New College Library Rare Books feature in Divinity Inaugural Lecture
Today Professor Susan Hardman Moore, Professor of Early Modern Religion, will deliver her inaugural lecture entitled ‘Time’ at 2pm. Professor Hardman-Moore’s lecture features a number of seventeenth century rare books from the New College Library collections, which will be on display in the Funk Reading Room after the lecture between 3-4.30pm.
The titles include John Wade’s The Redemption of Time (1692) and the The Practice of Piety (1672) by Lewis Bayly. The Practice of Piety is part of the recently catalogued Dumfries Presbytery Library, and is inscribed Ex Libris Johannes Hutton, identifying it as part of the original bequest of 1500 volumes from Dr John Hutton.

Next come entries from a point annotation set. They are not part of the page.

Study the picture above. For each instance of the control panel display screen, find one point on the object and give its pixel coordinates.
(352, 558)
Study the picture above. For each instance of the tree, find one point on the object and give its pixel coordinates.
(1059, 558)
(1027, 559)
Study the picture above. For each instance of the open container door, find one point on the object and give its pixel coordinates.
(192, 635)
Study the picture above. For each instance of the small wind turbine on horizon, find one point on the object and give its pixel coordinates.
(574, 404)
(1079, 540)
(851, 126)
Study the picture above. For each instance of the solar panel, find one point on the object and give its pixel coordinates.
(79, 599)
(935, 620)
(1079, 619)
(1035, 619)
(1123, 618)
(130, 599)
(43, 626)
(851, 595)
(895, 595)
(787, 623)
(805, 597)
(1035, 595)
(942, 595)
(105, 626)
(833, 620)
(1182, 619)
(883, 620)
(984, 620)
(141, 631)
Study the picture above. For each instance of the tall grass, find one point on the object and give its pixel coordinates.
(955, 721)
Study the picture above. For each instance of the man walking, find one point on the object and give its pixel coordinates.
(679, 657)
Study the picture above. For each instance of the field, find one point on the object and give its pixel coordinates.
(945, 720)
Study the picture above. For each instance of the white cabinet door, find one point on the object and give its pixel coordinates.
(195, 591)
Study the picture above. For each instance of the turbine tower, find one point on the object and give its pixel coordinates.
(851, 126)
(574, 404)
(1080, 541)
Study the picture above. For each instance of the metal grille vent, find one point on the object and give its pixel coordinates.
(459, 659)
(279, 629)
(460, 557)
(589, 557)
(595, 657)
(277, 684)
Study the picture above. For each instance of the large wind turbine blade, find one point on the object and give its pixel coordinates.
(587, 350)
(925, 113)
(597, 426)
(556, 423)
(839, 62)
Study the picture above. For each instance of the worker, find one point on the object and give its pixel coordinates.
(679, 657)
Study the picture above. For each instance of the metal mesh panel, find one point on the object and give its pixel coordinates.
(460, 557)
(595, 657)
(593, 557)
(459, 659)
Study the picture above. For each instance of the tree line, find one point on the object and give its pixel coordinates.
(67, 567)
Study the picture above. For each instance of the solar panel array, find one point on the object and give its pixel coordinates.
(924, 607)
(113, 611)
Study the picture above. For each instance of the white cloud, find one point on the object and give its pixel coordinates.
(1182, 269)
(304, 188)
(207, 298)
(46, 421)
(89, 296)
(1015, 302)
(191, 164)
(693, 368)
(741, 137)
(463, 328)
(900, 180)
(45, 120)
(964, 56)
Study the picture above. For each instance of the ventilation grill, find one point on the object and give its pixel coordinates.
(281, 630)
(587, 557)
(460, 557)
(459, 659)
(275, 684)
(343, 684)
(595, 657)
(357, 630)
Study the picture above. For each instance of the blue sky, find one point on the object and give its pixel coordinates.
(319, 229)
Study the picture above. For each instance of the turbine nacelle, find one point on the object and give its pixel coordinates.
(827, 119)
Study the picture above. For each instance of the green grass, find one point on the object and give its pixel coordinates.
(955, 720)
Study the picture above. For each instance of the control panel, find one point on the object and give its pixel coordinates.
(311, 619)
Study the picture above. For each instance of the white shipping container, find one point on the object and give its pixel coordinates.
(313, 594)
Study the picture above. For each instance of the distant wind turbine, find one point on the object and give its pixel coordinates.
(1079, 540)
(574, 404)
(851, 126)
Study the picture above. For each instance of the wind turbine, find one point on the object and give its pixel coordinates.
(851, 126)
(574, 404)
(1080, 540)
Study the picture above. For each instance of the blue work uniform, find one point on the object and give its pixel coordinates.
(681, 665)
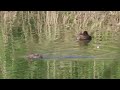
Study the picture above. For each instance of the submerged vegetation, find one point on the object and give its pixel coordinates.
(23, 32)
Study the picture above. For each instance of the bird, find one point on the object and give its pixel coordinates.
(35, 56)
(84, 36)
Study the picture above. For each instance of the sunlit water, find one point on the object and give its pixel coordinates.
(63, 59)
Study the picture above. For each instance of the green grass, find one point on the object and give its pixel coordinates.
(52, 32)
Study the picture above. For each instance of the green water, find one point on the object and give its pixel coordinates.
(65, 58)
(104, 62)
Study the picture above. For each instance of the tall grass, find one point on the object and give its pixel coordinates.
(36, 27)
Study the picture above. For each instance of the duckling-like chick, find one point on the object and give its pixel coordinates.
(84, 36)
(35, 56)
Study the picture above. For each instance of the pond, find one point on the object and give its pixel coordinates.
(63, 56)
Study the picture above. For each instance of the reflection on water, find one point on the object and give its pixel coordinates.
(62, 56)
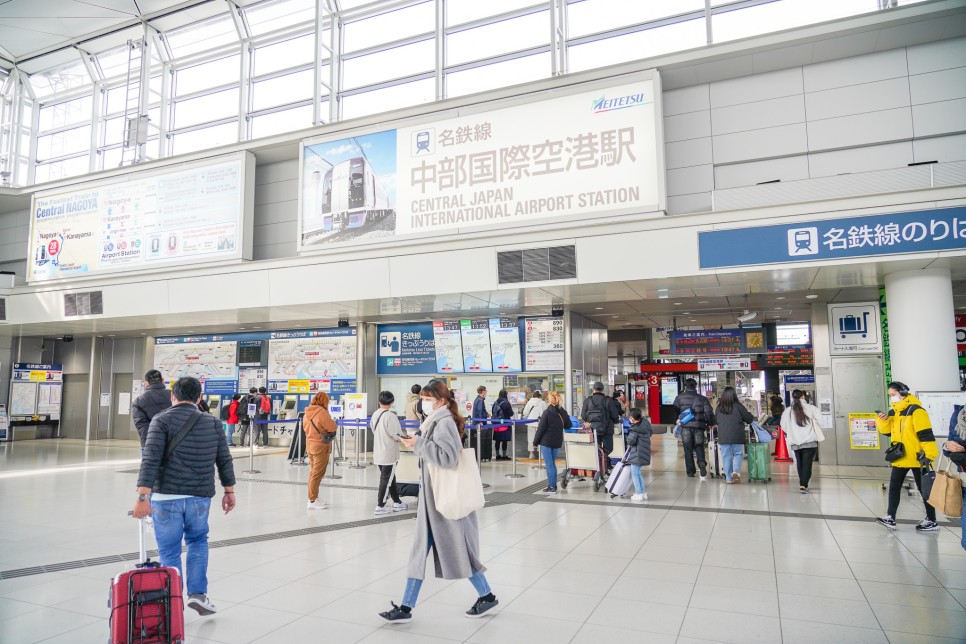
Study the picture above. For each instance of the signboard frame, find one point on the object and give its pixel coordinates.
(498, 100)
(244, 241)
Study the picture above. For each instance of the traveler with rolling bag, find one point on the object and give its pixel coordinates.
(146, 603)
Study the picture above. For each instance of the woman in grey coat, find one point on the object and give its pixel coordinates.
(455, 544)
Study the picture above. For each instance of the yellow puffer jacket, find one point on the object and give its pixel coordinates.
(912, 428)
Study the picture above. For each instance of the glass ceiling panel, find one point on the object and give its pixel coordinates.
(60, 79)
(390, 26)
(591, 16)
(278, 14)
(202, 36)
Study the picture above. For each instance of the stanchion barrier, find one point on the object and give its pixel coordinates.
(781, 449)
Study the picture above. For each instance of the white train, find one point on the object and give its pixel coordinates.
(351, 196)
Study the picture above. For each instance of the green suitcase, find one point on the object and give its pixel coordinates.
(759, 462)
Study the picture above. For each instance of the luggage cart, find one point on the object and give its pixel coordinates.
(582, 452)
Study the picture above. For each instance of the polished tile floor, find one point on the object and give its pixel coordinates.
(698, 562)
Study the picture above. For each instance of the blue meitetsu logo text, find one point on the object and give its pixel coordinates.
(604, 104)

Works of King James I & VI now on display at New College Library
New on display in the entrance to New College Library is the Works of King James I of England and VI of Scotland edited by James Montagu, Bishop of Winchester, and Dean of the Royal Chapel.
With an engraved portrait of Prince Charles (later King Charles I), and later the Royal Coat of Arms this contains James’ paraphrase of the apocalyptic books of the Bible, as well as works on royalty and church and state. It was published in 1619, in James’s lifetime.

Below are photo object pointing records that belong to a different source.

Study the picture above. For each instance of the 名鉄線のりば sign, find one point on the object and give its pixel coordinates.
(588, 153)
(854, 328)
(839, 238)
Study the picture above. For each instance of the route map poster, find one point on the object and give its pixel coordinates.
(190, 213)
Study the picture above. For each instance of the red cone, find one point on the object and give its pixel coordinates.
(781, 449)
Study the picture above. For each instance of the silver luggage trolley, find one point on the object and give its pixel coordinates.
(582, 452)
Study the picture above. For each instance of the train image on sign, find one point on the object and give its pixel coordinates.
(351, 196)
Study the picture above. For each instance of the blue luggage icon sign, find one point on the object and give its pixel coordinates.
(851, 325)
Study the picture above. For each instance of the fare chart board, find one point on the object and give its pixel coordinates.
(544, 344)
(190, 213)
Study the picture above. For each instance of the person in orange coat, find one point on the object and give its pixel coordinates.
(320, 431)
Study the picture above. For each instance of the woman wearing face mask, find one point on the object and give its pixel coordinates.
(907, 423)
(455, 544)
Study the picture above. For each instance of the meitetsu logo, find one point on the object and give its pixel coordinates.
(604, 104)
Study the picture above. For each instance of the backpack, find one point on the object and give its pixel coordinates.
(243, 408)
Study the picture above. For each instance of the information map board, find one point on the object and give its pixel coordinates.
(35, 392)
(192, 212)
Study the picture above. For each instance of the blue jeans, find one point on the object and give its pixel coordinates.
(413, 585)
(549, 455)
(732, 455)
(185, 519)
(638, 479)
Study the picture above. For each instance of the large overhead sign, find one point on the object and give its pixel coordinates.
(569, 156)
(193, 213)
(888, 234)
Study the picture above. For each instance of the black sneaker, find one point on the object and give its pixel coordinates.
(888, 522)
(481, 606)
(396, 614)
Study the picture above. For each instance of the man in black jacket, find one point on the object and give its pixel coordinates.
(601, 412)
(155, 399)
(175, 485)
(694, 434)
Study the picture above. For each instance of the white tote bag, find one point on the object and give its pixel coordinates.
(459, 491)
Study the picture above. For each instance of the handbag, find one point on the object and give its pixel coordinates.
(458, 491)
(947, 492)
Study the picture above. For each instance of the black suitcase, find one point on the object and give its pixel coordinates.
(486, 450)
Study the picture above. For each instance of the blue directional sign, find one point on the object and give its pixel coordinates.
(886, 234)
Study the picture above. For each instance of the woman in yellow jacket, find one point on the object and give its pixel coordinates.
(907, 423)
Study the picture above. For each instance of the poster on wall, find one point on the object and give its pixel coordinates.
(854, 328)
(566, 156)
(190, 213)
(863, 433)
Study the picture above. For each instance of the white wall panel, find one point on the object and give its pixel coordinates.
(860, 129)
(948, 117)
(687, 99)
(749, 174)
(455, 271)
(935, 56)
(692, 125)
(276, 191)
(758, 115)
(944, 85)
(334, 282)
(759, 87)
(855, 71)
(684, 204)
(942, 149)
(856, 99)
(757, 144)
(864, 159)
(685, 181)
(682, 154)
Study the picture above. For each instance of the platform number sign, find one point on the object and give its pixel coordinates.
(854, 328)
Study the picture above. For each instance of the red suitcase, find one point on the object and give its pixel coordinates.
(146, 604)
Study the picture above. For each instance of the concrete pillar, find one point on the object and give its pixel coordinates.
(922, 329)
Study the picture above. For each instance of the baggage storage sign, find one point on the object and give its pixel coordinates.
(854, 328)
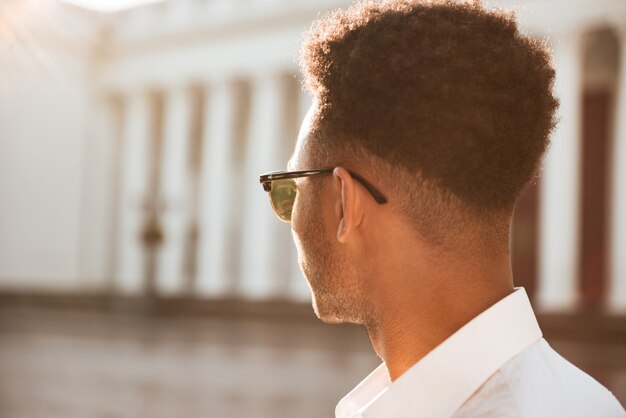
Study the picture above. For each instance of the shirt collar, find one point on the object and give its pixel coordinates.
(441, 381)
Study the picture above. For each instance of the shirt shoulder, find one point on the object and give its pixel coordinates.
(540, 383)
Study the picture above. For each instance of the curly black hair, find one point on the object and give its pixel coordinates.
(450, 91)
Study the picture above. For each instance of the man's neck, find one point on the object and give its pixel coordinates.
(418, 320)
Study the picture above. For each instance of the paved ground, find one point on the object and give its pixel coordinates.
(107, 363)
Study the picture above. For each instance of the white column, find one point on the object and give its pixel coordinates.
(100, 183)
(218, 192)
(265, 269)
(560, 186)
(174, 190)
(299, 288)
(135, 143)
(617, 268)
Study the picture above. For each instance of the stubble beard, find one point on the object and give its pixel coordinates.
(337, 295)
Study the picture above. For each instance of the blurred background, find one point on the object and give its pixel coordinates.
(142, 272)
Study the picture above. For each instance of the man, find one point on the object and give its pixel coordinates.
(428, 120)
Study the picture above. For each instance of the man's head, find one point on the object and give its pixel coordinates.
(445, 107)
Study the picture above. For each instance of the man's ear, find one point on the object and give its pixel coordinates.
(348, 206)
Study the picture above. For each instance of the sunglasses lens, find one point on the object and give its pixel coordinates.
(282, 196)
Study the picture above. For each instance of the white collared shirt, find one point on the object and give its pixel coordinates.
(496, 365)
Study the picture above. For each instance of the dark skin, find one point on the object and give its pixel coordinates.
(413, 294)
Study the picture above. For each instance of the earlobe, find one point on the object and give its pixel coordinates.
(344, 207)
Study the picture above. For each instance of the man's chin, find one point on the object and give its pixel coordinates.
(333, 314)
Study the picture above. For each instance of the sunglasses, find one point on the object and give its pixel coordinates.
(281, 188)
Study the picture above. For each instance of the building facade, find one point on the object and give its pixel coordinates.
(131, 144)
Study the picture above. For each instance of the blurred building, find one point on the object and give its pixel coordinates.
(131, 144)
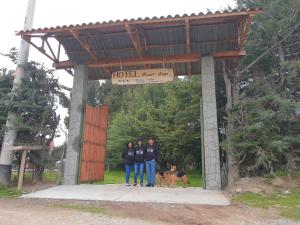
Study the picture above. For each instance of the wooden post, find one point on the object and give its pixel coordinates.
(22, 168)
(24, 149)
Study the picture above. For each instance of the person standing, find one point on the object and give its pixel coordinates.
(139, 162)
(151, 157)
(128, 156)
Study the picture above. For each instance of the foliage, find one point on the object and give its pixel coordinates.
(7, 192)
(168, 112)
(35, 104)
(266, 132)
(286, 204)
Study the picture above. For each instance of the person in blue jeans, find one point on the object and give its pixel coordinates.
(128, 156)
(139, 161)
(151, 156)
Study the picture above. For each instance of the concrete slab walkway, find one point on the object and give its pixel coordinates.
(121, 193)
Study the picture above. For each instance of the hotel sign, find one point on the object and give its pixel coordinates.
(150, 76)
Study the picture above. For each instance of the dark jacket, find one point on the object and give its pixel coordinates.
(139, 153)
(128, 155)
(152, 152)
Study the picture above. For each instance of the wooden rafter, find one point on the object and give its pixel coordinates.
(134, 37)
(83, 44)
(162, 21)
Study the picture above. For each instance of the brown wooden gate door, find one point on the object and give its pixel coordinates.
(94, 142)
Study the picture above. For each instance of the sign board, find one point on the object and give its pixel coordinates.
(150, 76)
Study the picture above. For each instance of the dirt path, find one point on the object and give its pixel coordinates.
(46, 212)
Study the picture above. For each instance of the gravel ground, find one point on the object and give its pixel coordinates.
(50, 212)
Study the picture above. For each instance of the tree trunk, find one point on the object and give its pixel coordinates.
(232, 95)
(37, 174)
(282, 67)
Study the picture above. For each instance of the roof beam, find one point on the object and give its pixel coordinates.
(135, 61)
(84, 45)
(188, 42)
(230, 54)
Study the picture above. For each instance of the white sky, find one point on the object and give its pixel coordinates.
(65, 12)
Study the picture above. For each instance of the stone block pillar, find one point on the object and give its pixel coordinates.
(78, 101)
(210, 125)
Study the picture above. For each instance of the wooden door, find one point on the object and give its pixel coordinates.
(94, 142)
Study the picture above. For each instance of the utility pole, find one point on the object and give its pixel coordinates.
(11, 132)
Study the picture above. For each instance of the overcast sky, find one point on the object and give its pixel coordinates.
(65, 12)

The volume has a vellum binding covered in a stamped gilded decoration of scattered flowers around a central image of a wild boar.

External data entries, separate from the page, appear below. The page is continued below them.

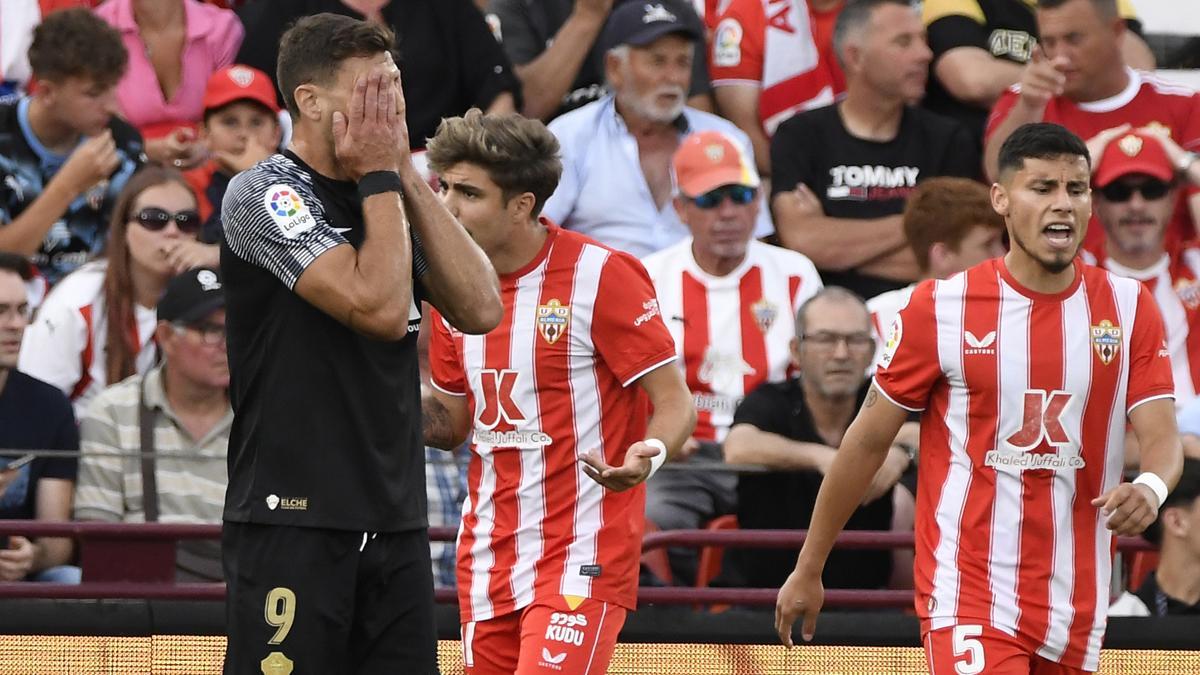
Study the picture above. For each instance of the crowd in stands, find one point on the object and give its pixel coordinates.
(786, 169)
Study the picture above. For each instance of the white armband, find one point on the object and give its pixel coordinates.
(658, 460)
(1156, 485)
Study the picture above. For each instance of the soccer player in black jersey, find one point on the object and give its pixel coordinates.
(330, 249)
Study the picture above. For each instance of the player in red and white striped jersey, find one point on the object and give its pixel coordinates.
(1134, 199)
(951, 226)
(1026, 369)
(1078, 78)
(556, 400)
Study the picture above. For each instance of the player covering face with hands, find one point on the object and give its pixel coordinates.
(1025, 370)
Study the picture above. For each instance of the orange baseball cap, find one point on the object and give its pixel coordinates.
(707, 160)
(237, 83)
(1133, 153)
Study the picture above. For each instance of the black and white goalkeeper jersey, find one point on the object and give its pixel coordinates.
(327, 429)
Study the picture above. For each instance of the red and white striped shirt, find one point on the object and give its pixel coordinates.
(1175, 284)
(552, 382)
(1025, 398)
(731, 332)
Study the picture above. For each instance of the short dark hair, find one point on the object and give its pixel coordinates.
(519, 154)
(17, 264)
(1185, 493)
(1039, 141)
(855, 15)
(77, 43)
(1103, 7)
(313, 48)
(834, 293)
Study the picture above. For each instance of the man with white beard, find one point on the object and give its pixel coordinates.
(617, 184)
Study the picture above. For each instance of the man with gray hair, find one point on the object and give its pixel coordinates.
(617, 183)
(840, 174)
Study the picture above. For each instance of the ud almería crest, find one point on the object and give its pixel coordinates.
(1107, 340)
(553, 320)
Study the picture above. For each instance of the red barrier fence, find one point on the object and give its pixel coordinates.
(138, 561)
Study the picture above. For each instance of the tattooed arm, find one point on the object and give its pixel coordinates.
(445, 419)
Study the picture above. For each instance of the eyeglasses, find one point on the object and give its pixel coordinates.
(1150, 190)
(211, 334)
(739, 195)
(828, 340)
(155, 219)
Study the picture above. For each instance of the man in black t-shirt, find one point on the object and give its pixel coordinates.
(449, 58)
(64, 154)
(793, 428)
(34, 416)
(1174, 587)
(329, 250)
(558, 55)
(840, 174)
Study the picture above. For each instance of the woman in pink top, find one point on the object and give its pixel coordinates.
(174, 46)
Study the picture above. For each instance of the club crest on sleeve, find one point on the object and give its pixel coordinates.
(765, 312)
(553, 320)
(288, 210)
(1107, 340)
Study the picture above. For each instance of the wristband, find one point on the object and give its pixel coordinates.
(658, 460)
(379, 181)
(1156, 485)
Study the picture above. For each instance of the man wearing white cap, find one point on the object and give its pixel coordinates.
(729, 302)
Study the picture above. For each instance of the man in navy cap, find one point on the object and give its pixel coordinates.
(617, 184)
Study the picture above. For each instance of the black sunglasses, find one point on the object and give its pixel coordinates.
(155, 219)
(741, 195)
(1117, 191)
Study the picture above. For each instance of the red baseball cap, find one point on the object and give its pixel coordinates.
(238, 83)
(1133, 153)
(707, 160)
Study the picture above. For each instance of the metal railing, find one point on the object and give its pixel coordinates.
(138, 561)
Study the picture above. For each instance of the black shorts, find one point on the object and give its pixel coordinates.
(328, 601)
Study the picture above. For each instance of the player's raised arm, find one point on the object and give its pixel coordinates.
(862, 452)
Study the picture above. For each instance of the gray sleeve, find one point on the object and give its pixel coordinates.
(275, 221)
(517, 33)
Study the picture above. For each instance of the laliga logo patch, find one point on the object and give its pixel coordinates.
(241, 76)
(288, 210)
(208, 280)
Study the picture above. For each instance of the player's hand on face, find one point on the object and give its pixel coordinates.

Part of the Dumfries Presbytery Library, the volume is inscribed Ex Libris Johannes Hutton. Dr John Hutton, a graduate of the University of Edinburgh, became the first Treasurer of the Royal College of Physicians of Edinburgh (1681–82), and Court Physician to King William III and Queen Mary (1688–1702).
Later he was also MP for Dumfries Burghs (1710–12) and when he died in London, in November 1712, he gave as a bequest his library of 1,500 volumes to the Presbytery of Dumfries. Much of this is preserved as the Dumfries Presbytery Library, now kept in New College Library.
This item was recently catalogued online as part of the Funk Cataloguing Projects.
A prayer for a pudding?
25 November 2012 is traditionally Stir Up Sunday, when cooks plan to make their Christmas puddings so they have time to mature before eating on Christmas Day.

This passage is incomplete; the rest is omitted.